They had come to a ridge overlooking a valley, a sort of ravine, through which a small stream picked its straggling course between the hills. Dusk had already set in and the stream was only faintly visible.

Without announcing her intentions, Cherry dropped her bridle-rein and left her horse standing on the trail while she led the way to a knoll that commanded a better view of the ravine. For a long time she stood looking to the westward where only a faint arc of light was still left low upon the horizon. Her hat was in her hand and the quiet breeze that came from the east blew a few loose locks of her dark hair about her face. King gazed at her intently, and thought of McCartney.

He had picked up a stout tamarac stick on his way to the knoll. It was almost as thick as his wrist and was sound and dry. Without speaking a word and without twitching a muscle of his face he slowly bent the stick in his two hands until it began to snap. Then he twisted it until the frayed ends parted and he held the two ragged bits of stick in his hands. These he flung into a clump of bushes on the slope below.

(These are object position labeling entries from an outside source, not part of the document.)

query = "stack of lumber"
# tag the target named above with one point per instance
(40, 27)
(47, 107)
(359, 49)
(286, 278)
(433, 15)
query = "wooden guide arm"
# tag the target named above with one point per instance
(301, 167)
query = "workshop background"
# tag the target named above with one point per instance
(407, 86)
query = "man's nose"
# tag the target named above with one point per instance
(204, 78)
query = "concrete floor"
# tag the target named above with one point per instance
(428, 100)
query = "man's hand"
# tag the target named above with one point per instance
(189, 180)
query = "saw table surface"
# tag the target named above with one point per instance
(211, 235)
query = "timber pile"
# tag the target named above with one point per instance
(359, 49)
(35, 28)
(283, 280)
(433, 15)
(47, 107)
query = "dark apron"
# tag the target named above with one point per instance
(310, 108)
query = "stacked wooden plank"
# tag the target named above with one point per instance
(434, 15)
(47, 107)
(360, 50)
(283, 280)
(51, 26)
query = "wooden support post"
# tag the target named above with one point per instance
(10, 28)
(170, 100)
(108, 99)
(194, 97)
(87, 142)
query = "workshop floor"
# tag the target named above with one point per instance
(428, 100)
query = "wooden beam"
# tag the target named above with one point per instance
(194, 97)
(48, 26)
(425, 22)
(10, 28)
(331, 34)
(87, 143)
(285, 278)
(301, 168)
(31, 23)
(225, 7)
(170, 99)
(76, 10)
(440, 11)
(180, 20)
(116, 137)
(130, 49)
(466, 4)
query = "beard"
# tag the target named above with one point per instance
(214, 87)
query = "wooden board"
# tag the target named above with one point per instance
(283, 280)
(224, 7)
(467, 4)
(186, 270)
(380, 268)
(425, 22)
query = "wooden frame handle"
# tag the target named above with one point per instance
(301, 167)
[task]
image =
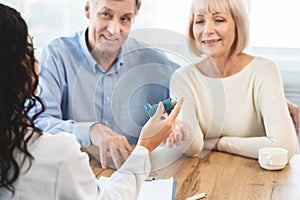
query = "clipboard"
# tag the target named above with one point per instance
(158, 189)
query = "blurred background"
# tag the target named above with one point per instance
(274, 28)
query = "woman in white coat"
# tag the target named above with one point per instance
(34, 165)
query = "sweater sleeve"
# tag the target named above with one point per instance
(271, 103)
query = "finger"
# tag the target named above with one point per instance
(124, 153)
(296, 122)
(126, 145)
(170, 141)
(178, 135)
(159, 112)
(176, 110)
(185, 132)
(116, 157)
(103, 150)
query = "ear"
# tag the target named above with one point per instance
(87, 9)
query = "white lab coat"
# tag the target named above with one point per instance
(61, 171)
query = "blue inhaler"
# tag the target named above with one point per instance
(168, 105)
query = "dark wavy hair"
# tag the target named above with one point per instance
(18, 83)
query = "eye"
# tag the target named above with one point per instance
(125, 19)
(105, 15)
(199, 21)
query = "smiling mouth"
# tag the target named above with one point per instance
(111, 39)
(210, 41)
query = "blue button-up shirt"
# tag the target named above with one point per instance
(77, 91)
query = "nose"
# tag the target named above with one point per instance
(114, 27)
(209, 27)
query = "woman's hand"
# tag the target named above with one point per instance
(156, 130)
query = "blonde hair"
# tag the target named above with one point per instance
(240, 17)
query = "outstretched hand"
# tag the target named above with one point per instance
(156, 130)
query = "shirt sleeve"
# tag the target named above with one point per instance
(77, 181)
(51, 90)
(179, 87)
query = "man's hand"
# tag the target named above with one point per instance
(110, 142)
(294, 111)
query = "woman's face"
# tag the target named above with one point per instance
(214, 32)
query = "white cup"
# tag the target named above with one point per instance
(272, 158)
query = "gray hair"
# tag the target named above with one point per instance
(138, 4)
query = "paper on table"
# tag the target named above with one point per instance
(159, 189)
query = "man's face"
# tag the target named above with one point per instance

Cherry looked at him quietly.

"No," she said slowly, "not that—not that. Some day it may have to come—some day I may call you—but not yet."

King smiled gravely.

"I told you last night about my brother, Dick," he said. "Well—Dick is dead."

"King!"

She had never before called him by his first name.

"Yes—I had a letter last night. It was waiting for me when I got down. But that's all gone now—it's past and settled. But this other thing—it has mixed me some. I didn't think I'd ever want to hit a man again. And I'm not looking for McCartney—not for any man," he said, and his eyes turned to the spot where he had thrown the broken stick. "But no man ever found me running—and Bill McCartney won't."